Ну, Катерине-то, это было совсем для другого нужно. Это же совсем другой случай. И что-что, но любовь-то к Родине ей загвоздили крепко. В этом она даже не сомневалась. Не, немецкой шпионкой она не станет. Да и что у них в городе немцам-то шпионить?
До темноты, включив настольную лампу, Катя сидела в читальном зале и смотрела картинки. Еще читая пьесу она поняла, что много, очень много теряет потому, что не видит, каким орнаментом этот Бердслей оформил каждую страничку маленькой пьесы. Она знала, что ей надо только внимательно вглядеться в изломы линий тех цветов, которыми были в оригинале украшены заглавные буквы, и она обязательно почувствует их сладкий аромат, пропитанный ядом страсти.
В рисунках не было перспективы, там все было неправильным, как на древних иконах в школьных учебниках истории. Она вглядывалась в обнаженную женщину с высокой прической и не понимала, почему эти двое представили ее с такой современной им женской прической? Ее история, ее имя были древними, как мир. И ничего, кроме стоявшего возле нее голого мальчика-раба, не напоминало в этой нарисованной изящными линиями женщине, о ее возрасте. Ничего, кроме полузакрытых глаз, в которые Кате никак не удавалось заглянуть Но, когда Катя, шепотом произнося ее слова, наполненные желанием и страстью, в последний раз постаралась заглянуть в узкие как щели глаза, картинки на мгновение приобрели четкость, наполнились движением, закипели жизнью, а женщина вдруг с усмешкой поглядела на нее, и в глазах ее сияла вечность…

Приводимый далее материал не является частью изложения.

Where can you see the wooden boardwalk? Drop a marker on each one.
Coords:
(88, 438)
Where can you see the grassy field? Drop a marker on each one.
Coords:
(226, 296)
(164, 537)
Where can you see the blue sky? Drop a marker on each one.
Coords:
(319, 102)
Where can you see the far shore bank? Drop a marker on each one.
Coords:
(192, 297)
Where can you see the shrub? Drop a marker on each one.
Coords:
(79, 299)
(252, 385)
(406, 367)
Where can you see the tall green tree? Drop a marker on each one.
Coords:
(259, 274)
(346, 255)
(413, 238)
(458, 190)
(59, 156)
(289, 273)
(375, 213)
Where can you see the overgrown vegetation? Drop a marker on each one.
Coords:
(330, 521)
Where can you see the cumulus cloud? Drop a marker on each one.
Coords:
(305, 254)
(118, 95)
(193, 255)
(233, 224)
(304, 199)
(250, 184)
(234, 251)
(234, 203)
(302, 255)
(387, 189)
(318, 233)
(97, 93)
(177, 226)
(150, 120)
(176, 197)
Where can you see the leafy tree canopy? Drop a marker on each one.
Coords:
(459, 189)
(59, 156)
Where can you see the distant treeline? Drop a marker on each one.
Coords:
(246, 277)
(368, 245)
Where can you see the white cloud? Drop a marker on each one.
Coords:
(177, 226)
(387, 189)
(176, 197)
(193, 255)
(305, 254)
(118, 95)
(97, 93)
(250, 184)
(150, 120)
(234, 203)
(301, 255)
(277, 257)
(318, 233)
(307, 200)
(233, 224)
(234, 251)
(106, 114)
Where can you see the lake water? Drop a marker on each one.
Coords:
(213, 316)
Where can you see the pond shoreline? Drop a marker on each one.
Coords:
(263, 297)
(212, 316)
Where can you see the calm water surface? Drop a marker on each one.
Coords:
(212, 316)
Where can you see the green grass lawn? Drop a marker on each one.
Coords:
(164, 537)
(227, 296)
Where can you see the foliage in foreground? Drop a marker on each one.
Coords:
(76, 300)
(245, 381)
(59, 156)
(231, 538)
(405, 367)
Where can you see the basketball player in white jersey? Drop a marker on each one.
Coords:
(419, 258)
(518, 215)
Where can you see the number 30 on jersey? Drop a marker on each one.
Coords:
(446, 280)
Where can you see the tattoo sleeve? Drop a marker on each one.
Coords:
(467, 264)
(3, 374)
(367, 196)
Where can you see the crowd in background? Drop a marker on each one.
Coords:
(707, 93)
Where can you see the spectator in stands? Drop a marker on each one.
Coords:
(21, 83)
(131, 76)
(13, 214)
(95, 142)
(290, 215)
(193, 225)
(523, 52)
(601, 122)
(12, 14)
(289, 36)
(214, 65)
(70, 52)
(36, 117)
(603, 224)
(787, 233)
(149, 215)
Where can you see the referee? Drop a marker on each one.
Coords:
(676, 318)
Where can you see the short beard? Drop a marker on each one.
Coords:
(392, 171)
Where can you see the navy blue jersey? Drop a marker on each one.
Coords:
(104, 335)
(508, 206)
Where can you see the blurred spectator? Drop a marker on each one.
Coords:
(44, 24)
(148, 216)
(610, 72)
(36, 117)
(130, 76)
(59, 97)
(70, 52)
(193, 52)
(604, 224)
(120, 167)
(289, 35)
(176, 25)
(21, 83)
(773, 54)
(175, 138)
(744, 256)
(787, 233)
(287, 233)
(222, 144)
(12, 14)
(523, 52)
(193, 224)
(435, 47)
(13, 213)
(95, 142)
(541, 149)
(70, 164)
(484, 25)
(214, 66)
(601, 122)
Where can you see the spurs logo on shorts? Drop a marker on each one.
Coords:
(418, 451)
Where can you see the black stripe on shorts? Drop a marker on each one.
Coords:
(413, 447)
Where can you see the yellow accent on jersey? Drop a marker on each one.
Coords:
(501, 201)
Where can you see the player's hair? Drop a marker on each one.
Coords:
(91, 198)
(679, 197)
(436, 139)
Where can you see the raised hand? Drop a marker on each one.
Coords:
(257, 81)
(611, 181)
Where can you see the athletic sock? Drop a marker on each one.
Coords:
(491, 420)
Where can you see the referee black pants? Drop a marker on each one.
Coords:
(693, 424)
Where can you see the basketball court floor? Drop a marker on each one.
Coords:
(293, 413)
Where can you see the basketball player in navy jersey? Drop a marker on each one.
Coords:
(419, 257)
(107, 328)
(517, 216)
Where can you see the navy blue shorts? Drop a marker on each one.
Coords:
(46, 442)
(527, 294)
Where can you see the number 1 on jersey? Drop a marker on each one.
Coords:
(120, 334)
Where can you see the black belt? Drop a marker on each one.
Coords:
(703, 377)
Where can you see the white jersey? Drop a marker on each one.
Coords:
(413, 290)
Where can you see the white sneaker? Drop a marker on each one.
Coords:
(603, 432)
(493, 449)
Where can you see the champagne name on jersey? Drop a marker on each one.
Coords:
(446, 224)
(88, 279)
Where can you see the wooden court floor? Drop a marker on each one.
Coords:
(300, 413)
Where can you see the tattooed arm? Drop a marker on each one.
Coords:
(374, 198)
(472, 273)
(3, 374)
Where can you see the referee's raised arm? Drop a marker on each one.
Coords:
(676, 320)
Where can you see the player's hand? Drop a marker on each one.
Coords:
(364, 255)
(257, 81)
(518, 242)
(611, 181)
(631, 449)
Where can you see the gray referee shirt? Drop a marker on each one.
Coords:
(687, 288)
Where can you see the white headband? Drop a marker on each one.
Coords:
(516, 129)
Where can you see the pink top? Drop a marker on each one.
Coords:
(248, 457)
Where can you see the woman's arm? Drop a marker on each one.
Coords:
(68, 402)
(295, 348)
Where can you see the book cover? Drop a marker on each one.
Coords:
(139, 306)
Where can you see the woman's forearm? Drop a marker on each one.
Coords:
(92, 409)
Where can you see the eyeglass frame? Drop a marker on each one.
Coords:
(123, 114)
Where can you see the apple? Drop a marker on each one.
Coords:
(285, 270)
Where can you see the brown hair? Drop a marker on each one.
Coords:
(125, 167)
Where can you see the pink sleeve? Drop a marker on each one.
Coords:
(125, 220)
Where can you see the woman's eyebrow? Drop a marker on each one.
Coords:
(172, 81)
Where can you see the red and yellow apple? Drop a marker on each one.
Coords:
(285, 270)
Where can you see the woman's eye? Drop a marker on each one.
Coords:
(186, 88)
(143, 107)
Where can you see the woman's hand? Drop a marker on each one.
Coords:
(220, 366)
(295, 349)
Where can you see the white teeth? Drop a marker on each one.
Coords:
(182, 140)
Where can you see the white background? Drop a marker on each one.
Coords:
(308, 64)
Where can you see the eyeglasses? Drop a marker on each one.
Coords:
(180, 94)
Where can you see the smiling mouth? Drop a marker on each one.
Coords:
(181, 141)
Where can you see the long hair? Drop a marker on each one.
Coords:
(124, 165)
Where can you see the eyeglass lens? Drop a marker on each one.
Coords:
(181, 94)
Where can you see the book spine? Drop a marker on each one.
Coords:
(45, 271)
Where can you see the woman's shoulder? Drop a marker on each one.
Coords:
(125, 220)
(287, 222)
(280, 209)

Она не помнила, как шла домой в свете фонарей, хотя обычно дорога по нечищеным тротуарам давалась ей с трудом. Она пришла домой, и мама, взглянув на нее, почему-то ничего не стала ей говорить про письмо из деревни от Гали. Катя зашла в ванну, а там почему-то даже была горячая вода. И Валентина Петровна впервые за две недели услышала счастливый смех дочери, который почему-то ее испугал. А это просто Катенька подумала, что если бы горячей воды не оказалось, то как было бы славно, снять с виновного раба кожу!
А ночью, в исполнение ее забытых желаний, ей приснился Валера. Как, оказывается, она хотела этого, как ждала все последние годы! Но сон почему-то получился неприятным и тяжелым. Он был совсем не из тех тревоживших страстью снов, которые она видела про него в детстве. Сейчас ей некогда было взглянуть в его глаза, искрившиеся когда-то смехом, она даже не ждала с истомой, пронизывающей тело мелкими искорками, прикосновения его рук и губ. Этот странный сон был совсем не про то. Вернее, и про это тоже, но совсем не так. Сон был до краев заполнен мучительной суетой, где-то там была и любовь, которую так ждала Катя, но даже самой Кате в том сне было совершенно не до любви. Всю ночь она спасала Валеру непонятно от кого. А у Валеры почему-то на затылке росло что-то такое, что посторонним совсем пока еще было не заметно, потому что это что-то сзади прикрывали его густые вьющиеся волосы. Но во сне они были так близки, что Катя не могла не увидеть это. И она до утра пыталась сделать так, чтобы это самое не смогли увидеть другие. Нужна была какая-то операция. А на операцию даже во сне нужны были большие деньги, которых, как и в жизни, у Катьки там, во сне не было.